Here, I ask a simple numerical question about a known physical fact.
Bottom Line: It doesn't understand the difference between multiplying and dividing. And after that, it's just random numbers right out of the bot-arse.
(Not to be confused with any Finnish F1 racing drivers)
Here I see how well it can abstract the well-known ball and bat problem.
Bottom Line: It's fine when generalise to new objects and prices, but when asked to generalise away from tallying prices it really drops the ball and goes completely batty.
Here I check that my assumptions about ATP's stereochemistry are correct.
Bottom Line: It hallucinates at the very first question, and then proceeds to contradict itself when I point out its errors.
Here I see how well it can cube numbers and sum them to solve a puzzle.

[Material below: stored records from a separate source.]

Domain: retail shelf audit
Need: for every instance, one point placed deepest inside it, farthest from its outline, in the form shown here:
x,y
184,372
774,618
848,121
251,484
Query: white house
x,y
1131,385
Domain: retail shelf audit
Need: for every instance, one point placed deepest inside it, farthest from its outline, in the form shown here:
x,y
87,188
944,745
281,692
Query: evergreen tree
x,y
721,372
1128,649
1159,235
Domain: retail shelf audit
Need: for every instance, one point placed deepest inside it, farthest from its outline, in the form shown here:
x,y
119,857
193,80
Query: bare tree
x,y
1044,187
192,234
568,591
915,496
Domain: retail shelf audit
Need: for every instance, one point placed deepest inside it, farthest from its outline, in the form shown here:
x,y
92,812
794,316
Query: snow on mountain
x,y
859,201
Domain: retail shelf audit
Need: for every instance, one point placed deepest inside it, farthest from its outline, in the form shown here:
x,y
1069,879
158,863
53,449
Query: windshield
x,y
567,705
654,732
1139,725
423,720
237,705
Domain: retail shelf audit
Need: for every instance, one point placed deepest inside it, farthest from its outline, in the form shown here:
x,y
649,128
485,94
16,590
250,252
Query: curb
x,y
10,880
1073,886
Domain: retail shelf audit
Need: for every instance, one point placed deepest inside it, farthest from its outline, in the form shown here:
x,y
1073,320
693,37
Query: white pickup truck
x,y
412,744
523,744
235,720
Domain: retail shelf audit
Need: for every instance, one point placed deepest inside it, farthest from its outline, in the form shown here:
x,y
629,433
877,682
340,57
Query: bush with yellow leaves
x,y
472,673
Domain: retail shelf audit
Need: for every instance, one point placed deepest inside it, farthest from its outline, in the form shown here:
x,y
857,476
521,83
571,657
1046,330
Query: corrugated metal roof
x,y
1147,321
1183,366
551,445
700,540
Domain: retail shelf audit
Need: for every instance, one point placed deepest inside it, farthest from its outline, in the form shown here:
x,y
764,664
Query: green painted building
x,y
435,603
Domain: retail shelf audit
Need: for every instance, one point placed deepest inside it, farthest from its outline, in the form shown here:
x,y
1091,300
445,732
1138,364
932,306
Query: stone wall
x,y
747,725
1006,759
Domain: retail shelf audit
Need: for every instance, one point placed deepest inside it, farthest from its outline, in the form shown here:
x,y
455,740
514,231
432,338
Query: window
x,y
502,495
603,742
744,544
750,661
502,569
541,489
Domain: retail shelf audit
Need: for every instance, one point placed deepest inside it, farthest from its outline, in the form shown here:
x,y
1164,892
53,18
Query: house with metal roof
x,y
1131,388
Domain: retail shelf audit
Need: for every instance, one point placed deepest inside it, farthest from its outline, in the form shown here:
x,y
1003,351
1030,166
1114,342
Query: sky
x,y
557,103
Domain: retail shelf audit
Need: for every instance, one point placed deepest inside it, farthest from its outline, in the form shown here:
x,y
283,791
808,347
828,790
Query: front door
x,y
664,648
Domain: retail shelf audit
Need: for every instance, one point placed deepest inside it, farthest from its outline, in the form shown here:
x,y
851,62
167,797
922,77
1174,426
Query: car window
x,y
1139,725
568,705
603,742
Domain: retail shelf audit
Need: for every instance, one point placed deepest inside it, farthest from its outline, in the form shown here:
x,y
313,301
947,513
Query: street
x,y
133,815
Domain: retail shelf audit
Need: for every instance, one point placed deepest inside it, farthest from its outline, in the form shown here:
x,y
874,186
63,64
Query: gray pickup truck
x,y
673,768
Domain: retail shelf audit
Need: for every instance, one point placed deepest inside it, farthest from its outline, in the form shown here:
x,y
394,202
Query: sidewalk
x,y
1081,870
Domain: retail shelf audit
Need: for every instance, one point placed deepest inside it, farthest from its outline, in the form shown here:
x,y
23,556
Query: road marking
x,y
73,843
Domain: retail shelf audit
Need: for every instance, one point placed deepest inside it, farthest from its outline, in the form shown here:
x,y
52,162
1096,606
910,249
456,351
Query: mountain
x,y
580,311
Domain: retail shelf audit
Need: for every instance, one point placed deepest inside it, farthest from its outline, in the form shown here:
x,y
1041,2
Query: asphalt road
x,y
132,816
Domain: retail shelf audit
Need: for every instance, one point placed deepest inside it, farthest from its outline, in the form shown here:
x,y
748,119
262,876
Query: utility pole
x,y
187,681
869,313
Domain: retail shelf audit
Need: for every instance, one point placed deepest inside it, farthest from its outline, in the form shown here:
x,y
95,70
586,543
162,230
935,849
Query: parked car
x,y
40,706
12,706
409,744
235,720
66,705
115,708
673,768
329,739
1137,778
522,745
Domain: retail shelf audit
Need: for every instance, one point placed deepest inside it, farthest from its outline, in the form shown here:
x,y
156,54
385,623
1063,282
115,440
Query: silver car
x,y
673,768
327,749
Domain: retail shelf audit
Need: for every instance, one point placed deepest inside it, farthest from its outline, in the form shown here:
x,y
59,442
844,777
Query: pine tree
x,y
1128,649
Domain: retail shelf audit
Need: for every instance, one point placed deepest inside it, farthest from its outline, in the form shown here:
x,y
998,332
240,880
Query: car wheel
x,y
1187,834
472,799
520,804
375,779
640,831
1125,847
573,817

Bottom Line: It fails horrifically, even with two attempts. I then hint at the answer, and it performs the bizarest introspection and self-correction I've ever seen.
Here I see if it can generalise rules learnt in one field to terminology learnt in another.
Bottom Line: It can, very impressively. Sorry, "creative" types, your days are numbered. And sorry, Ray Kurtzweil, your "singularity" will never happen, as maths and science aren't creative.
I just had some silly questions that don't really prove anything either way.